In the high volume series production of motor vehicles on an assembly line, air-filled mounted tires or wheel-tire combinations comprising a tire mounted on a wheel rim, are prepared in a tire mounting production line and are then transported to the motor vehicle assembly line, where they are mounted on the respective motor vehicle. To prepare a mounted tire or wheel-tire combination, first the tire is loosely mounted on the wheel rim, and this assembly is then delivered to a tire filling station where the wheel-tire combination is inflated or filled with air. Then the inflated wheel-tire combination is generally tested for its running characteristics or any existing unbalance condition, and is generally also subjected to a balancing operation. In this regard, the tire filling station may be a component of the tire mounting system and/or of the wheel balancing system. The finished mounted tire or wheel-tire combination is then delivered from the tire production line to the assembly line for the assembly of the motor vehicle, where the wheel-tire combinations are mounted on the motor vehicles.
In the above context, mounted wheel-tire combinations having different diameters must be processed through the tire production line, especially when different vehicles are being assembled along the vehicle assembly line. It is thus important that the equipment of the tire production line, including the tire filling station, is adaptable to wheels or tires having various different diameters to achieve an efficient production and economy of the capital investment in the tire filling station.

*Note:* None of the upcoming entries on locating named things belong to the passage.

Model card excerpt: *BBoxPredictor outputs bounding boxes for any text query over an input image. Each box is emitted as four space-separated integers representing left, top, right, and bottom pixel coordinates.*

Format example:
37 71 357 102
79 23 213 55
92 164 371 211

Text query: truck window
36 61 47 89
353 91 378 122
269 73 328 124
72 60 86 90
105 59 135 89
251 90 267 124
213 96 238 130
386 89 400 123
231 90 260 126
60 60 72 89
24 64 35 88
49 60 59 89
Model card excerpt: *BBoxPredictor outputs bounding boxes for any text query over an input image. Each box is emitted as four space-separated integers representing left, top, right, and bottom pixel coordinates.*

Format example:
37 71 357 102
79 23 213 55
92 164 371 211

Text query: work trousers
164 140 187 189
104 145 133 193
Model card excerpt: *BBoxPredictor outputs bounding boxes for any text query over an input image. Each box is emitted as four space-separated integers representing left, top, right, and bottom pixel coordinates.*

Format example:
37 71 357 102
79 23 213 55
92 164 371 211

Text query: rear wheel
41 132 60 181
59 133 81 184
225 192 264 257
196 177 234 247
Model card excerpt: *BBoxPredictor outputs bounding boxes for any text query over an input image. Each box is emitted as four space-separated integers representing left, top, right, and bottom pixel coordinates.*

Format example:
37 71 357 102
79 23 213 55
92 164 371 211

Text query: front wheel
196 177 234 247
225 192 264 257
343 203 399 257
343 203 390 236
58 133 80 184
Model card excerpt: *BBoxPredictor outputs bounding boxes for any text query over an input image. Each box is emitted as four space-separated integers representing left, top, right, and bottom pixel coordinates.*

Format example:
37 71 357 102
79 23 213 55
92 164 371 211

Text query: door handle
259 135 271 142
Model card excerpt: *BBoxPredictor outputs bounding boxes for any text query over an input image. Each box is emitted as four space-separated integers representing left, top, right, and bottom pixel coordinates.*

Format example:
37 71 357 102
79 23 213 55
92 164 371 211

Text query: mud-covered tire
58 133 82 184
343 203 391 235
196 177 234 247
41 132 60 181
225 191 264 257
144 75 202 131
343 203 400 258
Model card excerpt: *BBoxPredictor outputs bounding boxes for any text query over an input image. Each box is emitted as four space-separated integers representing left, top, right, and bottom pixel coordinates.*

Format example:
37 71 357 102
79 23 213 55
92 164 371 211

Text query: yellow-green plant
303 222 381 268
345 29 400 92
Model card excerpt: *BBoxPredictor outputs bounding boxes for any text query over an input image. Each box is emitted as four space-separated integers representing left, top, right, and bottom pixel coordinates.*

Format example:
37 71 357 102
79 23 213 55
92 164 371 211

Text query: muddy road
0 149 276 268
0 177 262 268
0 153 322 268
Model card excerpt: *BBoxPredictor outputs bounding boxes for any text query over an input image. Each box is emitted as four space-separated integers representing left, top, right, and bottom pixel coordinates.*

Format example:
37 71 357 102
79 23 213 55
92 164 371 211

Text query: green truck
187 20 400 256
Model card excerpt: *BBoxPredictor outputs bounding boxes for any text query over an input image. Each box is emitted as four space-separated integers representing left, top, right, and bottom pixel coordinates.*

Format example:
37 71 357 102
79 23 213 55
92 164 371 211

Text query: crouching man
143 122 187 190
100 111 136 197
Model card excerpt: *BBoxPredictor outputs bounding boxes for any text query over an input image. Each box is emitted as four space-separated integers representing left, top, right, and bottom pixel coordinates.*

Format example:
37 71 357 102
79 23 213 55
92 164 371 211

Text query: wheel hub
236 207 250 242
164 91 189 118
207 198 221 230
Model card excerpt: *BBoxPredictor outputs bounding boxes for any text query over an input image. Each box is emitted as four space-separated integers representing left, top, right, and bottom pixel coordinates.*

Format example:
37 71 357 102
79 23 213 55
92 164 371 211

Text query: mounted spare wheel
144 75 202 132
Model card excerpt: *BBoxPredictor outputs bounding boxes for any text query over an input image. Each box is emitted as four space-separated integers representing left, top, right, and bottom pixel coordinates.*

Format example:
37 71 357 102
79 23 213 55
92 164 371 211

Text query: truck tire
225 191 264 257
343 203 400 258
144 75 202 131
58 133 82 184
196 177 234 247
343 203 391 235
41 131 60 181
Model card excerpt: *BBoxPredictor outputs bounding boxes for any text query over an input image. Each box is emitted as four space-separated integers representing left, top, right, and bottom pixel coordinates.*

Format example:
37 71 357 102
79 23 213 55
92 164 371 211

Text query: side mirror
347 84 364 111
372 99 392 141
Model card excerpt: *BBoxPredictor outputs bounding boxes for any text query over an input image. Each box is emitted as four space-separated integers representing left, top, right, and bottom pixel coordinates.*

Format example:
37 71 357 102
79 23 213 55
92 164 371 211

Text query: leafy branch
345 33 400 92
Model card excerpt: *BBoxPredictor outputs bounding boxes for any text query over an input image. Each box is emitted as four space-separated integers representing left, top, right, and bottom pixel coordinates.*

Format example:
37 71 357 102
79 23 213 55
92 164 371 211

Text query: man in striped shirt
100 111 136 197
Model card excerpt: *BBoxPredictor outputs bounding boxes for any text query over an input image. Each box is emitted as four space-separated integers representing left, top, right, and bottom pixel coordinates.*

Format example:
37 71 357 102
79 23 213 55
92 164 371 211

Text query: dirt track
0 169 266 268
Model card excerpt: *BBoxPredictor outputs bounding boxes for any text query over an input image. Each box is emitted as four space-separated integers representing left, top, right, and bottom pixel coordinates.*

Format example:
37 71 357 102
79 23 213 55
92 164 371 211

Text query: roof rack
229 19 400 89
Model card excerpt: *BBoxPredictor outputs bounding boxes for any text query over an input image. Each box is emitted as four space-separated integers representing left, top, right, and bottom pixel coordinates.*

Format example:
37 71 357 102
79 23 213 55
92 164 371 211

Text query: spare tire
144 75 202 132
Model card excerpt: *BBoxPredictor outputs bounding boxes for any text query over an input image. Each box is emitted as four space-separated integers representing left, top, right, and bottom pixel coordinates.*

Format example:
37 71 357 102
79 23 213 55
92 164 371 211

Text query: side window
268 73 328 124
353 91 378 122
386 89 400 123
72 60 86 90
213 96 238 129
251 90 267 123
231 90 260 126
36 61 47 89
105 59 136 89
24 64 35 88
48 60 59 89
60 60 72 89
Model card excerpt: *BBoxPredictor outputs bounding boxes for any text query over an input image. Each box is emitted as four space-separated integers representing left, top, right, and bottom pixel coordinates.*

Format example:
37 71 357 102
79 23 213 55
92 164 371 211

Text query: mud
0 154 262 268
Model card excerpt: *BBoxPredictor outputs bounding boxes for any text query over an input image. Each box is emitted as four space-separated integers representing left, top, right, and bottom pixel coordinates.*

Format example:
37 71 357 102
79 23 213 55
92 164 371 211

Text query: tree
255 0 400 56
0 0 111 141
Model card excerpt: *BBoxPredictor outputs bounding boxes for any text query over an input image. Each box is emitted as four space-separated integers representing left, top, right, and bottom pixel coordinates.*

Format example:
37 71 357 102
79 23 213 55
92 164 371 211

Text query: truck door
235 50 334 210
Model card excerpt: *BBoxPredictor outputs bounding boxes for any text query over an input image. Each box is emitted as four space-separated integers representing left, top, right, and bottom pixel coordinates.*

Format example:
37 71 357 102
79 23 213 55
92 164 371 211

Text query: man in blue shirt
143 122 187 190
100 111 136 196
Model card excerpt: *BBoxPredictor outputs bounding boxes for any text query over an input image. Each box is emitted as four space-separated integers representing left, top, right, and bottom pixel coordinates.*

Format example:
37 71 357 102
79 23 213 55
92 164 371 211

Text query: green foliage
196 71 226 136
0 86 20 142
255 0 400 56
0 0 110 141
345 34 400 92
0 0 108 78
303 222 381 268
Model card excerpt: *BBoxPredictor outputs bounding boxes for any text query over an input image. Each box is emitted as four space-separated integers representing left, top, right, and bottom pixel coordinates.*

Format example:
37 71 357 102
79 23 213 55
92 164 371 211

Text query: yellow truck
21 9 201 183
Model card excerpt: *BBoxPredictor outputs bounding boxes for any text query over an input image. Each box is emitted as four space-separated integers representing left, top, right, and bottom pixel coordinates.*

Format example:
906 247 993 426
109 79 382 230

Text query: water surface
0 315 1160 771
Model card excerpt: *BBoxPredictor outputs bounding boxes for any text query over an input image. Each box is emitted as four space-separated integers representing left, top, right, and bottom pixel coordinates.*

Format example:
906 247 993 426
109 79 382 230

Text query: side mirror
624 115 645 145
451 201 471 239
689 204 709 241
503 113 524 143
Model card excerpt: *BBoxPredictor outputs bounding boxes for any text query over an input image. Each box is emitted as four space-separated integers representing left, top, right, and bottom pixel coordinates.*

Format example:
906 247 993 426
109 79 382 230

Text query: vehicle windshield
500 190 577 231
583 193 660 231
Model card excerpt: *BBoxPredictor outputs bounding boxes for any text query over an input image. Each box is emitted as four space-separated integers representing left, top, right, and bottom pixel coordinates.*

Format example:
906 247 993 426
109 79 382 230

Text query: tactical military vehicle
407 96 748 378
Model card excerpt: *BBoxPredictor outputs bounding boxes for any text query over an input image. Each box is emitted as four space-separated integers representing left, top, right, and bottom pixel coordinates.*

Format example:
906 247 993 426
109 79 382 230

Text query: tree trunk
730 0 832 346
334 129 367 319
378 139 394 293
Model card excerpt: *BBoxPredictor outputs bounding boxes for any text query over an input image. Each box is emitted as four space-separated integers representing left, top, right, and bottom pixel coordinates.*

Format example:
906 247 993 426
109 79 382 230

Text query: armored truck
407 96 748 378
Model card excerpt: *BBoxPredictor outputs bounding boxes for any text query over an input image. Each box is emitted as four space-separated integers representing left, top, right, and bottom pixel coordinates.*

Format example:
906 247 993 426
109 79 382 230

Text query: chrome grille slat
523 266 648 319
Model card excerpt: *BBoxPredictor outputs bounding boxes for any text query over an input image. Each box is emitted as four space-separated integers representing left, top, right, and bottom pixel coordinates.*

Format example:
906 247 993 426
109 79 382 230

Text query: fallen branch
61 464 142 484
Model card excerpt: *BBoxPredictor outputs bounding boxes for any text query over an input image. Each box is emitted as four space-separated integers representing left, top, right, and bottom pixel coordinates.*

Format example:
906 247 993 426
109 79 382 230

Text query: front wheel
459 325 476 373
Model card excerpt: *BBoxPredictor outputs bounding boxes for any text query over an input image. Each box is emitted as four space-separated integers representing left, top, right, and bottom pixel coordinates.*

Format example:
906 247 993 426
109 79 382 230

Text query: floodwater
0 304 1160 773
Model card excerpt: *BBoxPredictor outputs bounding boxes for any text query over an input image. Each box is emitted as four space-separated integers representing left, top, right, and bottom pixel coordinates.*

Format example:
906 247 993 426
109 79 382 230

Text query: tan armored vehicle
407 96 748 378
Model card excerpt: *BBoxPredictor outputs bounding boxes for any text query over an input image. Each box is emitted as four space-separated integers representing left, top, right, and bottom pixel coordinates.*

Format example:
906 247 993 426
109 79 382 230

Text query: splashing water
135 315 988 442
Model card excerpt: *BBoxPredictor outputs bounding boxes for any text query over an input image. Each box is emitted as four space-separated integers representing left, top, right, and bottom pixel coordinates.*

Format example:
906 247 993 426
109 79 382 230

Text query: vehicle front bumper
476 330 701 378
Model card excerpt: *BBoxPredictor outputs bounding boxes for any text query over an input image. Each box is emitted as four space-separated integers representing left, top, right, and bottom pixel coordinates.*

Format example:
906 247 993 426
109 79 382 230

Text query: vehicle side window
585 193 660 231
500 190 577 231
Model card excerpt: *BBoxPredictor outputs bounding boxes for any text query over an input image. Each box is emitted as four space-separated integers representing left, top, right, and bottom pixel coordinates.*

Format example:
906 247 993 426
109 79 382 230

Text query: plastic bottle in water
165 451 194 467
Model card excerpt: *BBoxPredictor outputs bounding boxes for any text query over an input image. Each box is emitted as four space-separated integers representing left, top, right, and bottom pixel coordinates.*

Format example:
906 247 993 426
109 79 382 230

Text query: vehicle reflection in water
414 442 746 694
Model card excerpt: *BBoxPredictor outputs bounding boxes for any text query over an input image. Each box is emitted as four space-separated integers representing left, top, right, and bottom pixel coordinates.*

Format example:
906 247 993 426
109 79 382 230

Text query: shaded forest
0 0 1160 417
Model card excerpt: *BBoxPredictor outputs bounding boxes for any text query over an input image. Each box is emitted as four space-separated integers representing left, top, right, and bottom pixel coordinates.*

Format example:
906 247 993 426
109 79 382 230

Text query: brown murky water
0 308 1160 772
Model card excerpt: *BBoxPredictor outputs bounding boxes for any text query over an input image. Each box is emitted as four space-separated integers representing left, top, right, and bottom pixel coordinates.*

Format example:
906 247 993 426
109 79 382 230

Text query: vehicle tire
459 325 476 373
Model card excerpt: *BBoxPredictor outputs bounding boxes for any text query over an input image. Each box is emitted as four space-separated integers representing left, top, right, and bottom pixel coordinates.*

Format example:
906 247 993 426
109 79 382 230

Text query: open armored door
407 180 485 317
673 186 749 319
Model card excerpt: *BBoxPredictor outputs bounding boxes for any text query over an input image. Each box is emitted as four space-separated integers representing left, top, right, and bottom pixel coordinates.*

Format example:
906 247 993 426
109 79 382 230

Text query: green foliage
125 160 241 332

A conventional tire filling station and tire filling method of a type generally described above are known from the German Patent DE 100 07 019 and the counterpart U.S. Pat. No. 6,467,524 (Ronge et al.—October 2002). According to this patent reference, the loosely assembled wheel-tire combination is delivered into the tire filling station so that one of the sidewall surfaces of the tire is oriented facing downwardly and makes sealing contact on a support plate. In other words, the tire lies flat on its side on the support plate. A tire filling bell of the tire filling station is arranged above the upper side of the horizontally lying wheel-tire combination. To inflate or fill the tire, the tire filling bell is lowered until the free bottom ring-shaped edge rim of the tire filling bell presses downwardly against the tire sidewall, and then continues to press the tire sidewall downwardly away from the wheel rim, so that an annular gap or space is formed between the tire sidewall bead and the wheel rim. Pressurized air is then filled through the filling bell and through the annular gap between the tire sidewall and the wheel rim into the inner space of the wheel-tire combination. As the air pressure builds up within the tire, the air pressure expands the tire, and thereby pushes the tire sidewall outwardly or upwardly into sealing contact with the wheel rim, while closing the above mentioned annular gap.
Further according to the above mentioned patent reference, the apparatus actually comprises two tire filling bells or rings of different diameters, which are arranged concentrically nested within one another and axially slidably relative to one another. Thereby, either one of the filling rings (respectively having different diameters) can be selected, to better match the diameter of the wheel-tire combination that is to be filled. Thus, the single apparatus can be used to fill different sizes, i.e. different diameters, of tires and/or wheel rims.
In practice, each one of the two filling rings of the conventional apparatus is typically used to fill respective wheels having three different successive rim sizes. Thus, with the two different sizes of filling rings, the known apparatus can be used to fill a total spectrum of six different sizes, i.e. diameters, of mounted tires. Efficiency and economy of operation in the use of such tire filling stations requires that a single station must be able to service the greatest possible number of different wheel-tire sizes. Furthermore, purchasers of such tire filling stations are requiring ever higher levels of quality with respect to the accuracy and reproducibility of the tire inflation pressure achieved by the tire filling stations. It has been found in practice, however, that these increasing quality demands cannot always be satisfied if three different successive rim sizes of wheels/tires are to be serviced with a single tire filling bell or ring, because the precision of the size match is not sufficient and the accuracy of the resulting tire inflation pressure is thereby impaired.
An earlier conventional tire filling apparatus of the abovementioned general type, without size adaptability, is disclosed in U.S. Pat. No. 4,947,919 (Timlin—August 1990).
Another conventional size-adjustable tire filling station includes a wheel rim seal ring, for sealing against the wheel rim to close off the interior space of the wheel rim during the tire filling process, for example as disclosed in the German Patent DE 198 01 455.
The entire disclosures of the two abovementioned U.S. Pat. Nos. 6,467,524 and 4,947,919 are incorporated herein by reference.